La pomme de terre se popularise toutefois en Europe dès le 18e siècle, après avoir efficacement combattu la famine comme aliment de fortune pendant la guerre de Sept Ans (1756-1763). Elle est actuellement le tubercule le plus utilisé dans l’industrie alimentaire et la principale denrée alimentaire non céréalière du monde.

À l’épreuve des climats

La pomme de terre se cultive principalement dans les champs. Qu’elle soit intensive ou extensive, la culture de la pomme de terre s’adapte à tous les climats, du haut plateau péruvien à la plaine du Gange. Elle commence par la préparation et la fertilisation du sol, suivi de l’enfouissement des pommes de terre de semence (des tubercules entiers ou coupés). Pour réduire les problèmes de contamination, les plantations de pommes de terre sont placées à bonne distance des autres cultures enclines aux mêmes affections. Pendant la formation des fleurs et des tubercules, la pomme de terre est très sensible aux périodes prolongées de sécheresse ou d’humidité. Afin de garantir une maturation régulière et éliminer les risques de parasites et de maladie (le mildiou par exemple), on procède au défanage, c’est-à-dire la destruction mécanique ou thermique des tiges et des feuillages (‘fanes’) quelques semaines avant la récolte.

Un tubercule varié

La pomme de terre est un tubercule riche en nutriments, comme les glucides, les vitamines et les minéraux. La plante peut atteindre une hauteur d’environ un mètre.

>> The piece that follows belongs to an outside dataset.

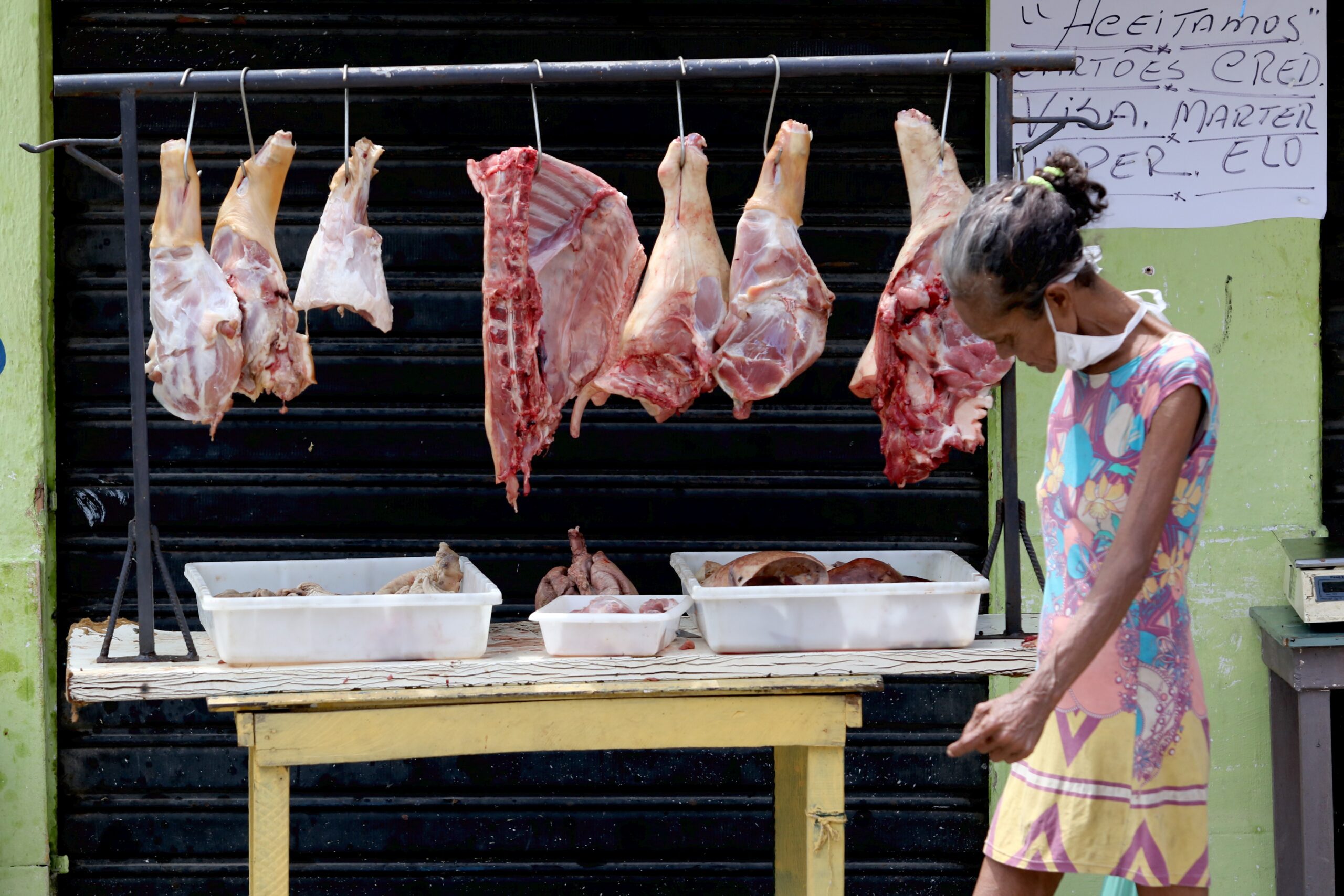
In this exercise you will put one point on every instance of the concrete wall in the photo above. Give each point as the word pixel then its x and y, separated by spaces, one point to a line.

Ses feuilles sont dotées de poils et ses fleurs sont blanches, roses ou violettes, toutes nuancées de jaune. La plante donne également des fruits en forme de petites baies vertes toxiques pour les êtres humains, mais dont les graines permettent à la plante de se reproduire. La partie comestible est le tubercule, l’extrémité d’un rhizome poussant sous terre et servant de réserve alimentaire à la plante. Appréciée depuis des siècles et cultivée sur tous les continents, la pomme de terre se décline en milliers de variétés aux propriétés différentes, de cultures, d’aspects ou d’utilisations culinaires. La variété vitelotte, connue depuis le début du 19e siècle, se distingue par la couleur violette de sa peau et de sa chair, due à une teneur élevée en anthocyanine. Cette couleur résiste bien à la cuisson et la pomme de terre vitelotte offre ainsi l’opportunité de réaliser potages, purées, chips ou frites d’une teinte peu commune. Par ailleurs, Alexandre Dumas, auteur des Trois Mousquetaires écrit dans son Grand Dictionnaire de Cuisine en 1873 : « les meilleures de toutes sont sans contredit, les violettes, préférables même aux rouges, connues à Paris sous le nom de Vitelottes (sic). »

Pénurie de pommes de terre et famine

En Irlande, la contamination de la pomme de terre par le mildiou a brutalement arrêté sa production et sa consommation, causant l’une des grandes famines du 19e siècle. Entre 1845 et 1852, près de deux millions de personnes décèdent, ce qui équivaut à un quart de la population irlandaise, et un million émigre aux États-Unis pour fuir la famine.